Morando em Quixadá, no interior do Ceará, o influenciador reúne mais de 6 mil seguidores no Instagram e já planeja os próximos passos. “Eu não tenho um número tão grande de seguidores. Acredito que é um número bom, mas não para o que eu pretendo, por isso me vejo na necessidade de estudar, criar e me aprofundar mais nos conteúdos. Eu sonho em ter  um estúdio de foto e vídeo, conhecer mais gente no ramo, ter mais parceiros e trabalhar com mais amor que nunca”, almeja.

O lado negativo  

Assim como em toda profissão, trabalhar com a internet também tem seu lado negativo. Com o peso da exposição, surgem os haters –  pessoas que espalham ódio pela internet -, e  nem mesmo os que estão começando ficam imunes à fúria daqueles que estão escondidos por trás de uma tela, geralmente em perfis falsos.  

Evilla em foto publicada em seu perfil no Instagram. Arquivo pessoal.

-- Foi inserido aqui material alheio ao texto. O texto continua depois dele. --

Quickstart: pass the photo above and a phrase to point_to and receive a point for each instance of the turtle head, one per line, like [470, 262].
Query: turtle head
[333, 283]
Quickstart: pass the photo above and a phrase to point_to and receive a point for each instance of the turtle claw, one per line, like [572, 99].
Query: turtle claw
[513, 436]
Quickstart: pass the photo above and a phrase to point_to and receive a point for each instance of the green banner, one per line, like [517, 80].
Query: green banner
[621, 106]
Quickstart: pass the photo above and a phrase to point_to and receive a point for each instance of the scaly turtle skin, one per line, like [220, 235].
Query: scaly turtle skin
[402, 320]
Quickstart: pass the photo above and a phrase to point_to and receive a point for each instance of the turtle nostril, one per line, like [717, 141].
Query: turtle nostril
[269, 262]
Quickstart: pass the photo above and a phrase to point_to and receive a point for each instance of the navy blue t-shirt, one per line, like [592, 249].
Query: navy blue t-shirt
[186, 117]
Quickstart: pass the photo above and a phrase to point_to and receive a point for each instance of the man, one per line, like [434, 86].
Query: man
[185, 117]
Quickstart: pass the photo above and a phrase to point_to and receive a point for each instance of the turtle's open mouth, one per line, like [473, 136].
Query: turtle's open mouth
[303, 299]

Com mais de 12 mil seguidores em seu perfil no Instagram, Evilla Pacheco já sente o peso de lidar com os odiadores. “No começo, eu sofria muito hater (ódio). Quando engordava, criavam perfis fakes pra falar que eu tava acima do peso e o mesmo acontecia quando eu emagrecia demais. Se eu tivesse um posicionamento político que não agradasse, criavam mais fakes para me xingar. Parei de me expor politicamente porque adoeci de tanto ódio que recebi”, relata. 

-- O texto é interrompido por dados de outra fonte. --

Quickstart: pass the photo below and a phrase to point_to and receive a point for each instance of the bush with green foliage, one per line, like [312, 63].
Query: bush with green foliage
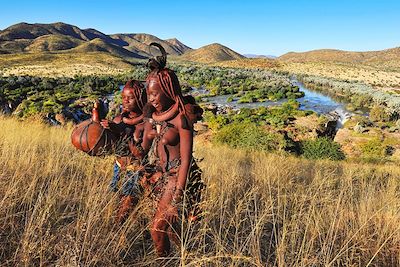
[321, 148]
[249, 136]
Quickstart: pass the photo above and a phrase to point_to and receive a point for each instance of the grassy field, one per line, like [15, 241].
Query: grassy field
[260, 209]
[62, 64]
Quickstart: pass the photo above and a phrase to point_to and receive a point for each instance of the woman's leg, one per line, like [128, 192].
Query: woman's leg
[164, 220]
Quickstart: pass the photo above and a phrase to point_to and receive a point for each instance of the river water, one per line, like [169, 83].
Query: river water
[312, 100]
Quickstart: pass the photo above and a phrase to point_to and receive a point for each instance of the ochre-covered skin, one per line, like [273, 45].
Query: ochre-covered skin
[128, 127]
[170, 132]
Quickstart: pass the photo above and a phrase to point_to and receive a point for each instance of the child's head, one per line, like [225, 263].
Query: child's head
[133, 96]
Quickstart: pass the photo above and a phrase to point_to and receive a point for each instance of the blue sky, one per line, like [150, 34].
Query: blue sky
[247, 26]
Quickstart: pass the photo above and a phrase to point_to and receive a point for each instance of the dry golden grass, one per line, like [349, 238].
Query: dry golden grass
[260, 209]
[373, 75]
[62, 64]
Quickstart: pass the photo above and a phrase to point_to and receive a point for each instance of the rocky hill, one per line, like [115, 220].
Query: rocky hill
[211, 53]
[54, 37]
[331, 55]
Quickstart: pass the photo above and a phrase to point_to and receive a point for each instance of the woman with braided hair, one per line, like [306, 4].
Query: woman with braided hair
[129, 128]
[168, 137]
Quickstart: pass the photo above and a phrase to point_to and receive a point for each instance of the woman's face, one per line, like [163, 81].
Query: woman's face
[128, 100]
[157, 98]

Atualmente, o conteúdo da blogueira aborda “sustentabilidade, autoconhecimento, autoestima e fashionismo” e, eventualmente, ela é atacada por pessoas que se sentem intimidadas pelos temas. “Parece meio utópico abordar esses assuntos quando, por vezes, as redes sociais acabam sendo mais tóxicas do que produtivas. Mas se eu passo um bom tempo do meu dia no Instagram, então tento ao menos consumir e transmitir conteúdos relevantes”, esclarece.

Mesmo após ser vítima dos ataques virtuais, Evilla não desistiu da profissão. “Agora eu estou voltando a produzir conteúdo aos poucos. Percebo que a maioria das pessoas me seguem porque gostam de mim ou porque gostam de acompanhar meu estilo de vida, com isso sobra pouco espaço para o hate escancarado. Agora, se alguém não gosta de mim, das minhas ideias ou do meu jeito de ser, guarda para si. Não sei se isso vai permanecer assim, mas de um ano pra cá, eu recebo mais carinho do que patada, e estou curtindo muito essa vibe mais tranquila. Agora estou na vibe beach lifestyle (modo de vida mais leve e com contato com a natureza), principalmente”, comenta.

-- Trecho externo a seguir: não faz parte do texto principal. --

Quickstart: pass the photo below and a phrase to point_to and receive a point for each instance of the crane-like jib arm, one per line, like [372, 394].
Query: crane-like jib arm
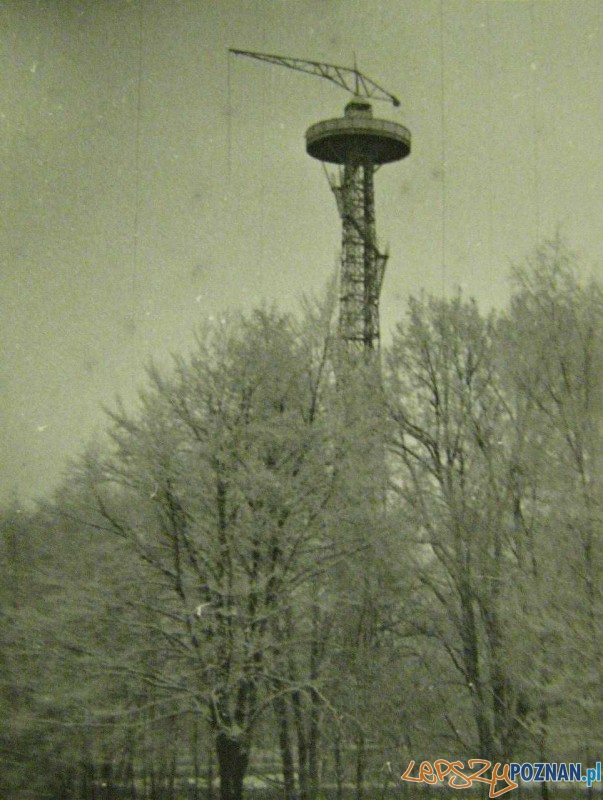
[350, 79]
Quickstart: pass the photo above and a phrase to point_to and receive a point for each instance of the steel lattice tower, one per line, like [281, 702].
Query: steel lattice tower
[360, 144]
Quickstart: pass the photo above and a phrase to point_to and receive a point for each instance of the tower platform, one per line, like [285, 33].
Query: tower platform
[358, 136]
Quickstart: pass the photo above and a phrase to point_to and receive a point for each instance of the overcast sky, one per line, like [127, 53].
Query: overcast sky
[151, 181]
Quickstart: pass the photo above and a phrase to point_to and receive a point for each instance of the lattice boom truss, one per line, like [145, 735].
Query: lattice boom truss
[363, 266]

Evilla usa todas as ferramentas disponíveis no Instagram para criar conteúdo. Reprodução Instagram.

Embora crie conteúdo digital há mais de três anos, a internet não é sua única fonte de renda. “Definitivamente, eu não consigo viver financeiramente apenas com o meu trabalho nas redes sociais. Eu até poderia, mas ainda não me dediquei o suficiente para isso. E penso constantemente se eu quero ou não me concentrar exclusivamente nisso, porque você pode até ganhar muito dinheiro quando vive em função do Instagram, mas para isso a sua saúde mental tem que estar muito blindada”, pondera.

Apesar de não ter muitos lucros com o trabalho digital, Evilla já recebe presentes de marcas e recompensas que considera mais valiosas que o dinheiro. “Em 2017 eu já ganhava mimos, mas não levava tão a sério. Até que eu comecei a ser abordada em lugares aleatórios por meninas que elogiavam o meu posicionamento e pediam para tirar fotos comigo.  Aí, eu percebi que tinha fãs e pessoas que acompanham o meu trabalho”, relata.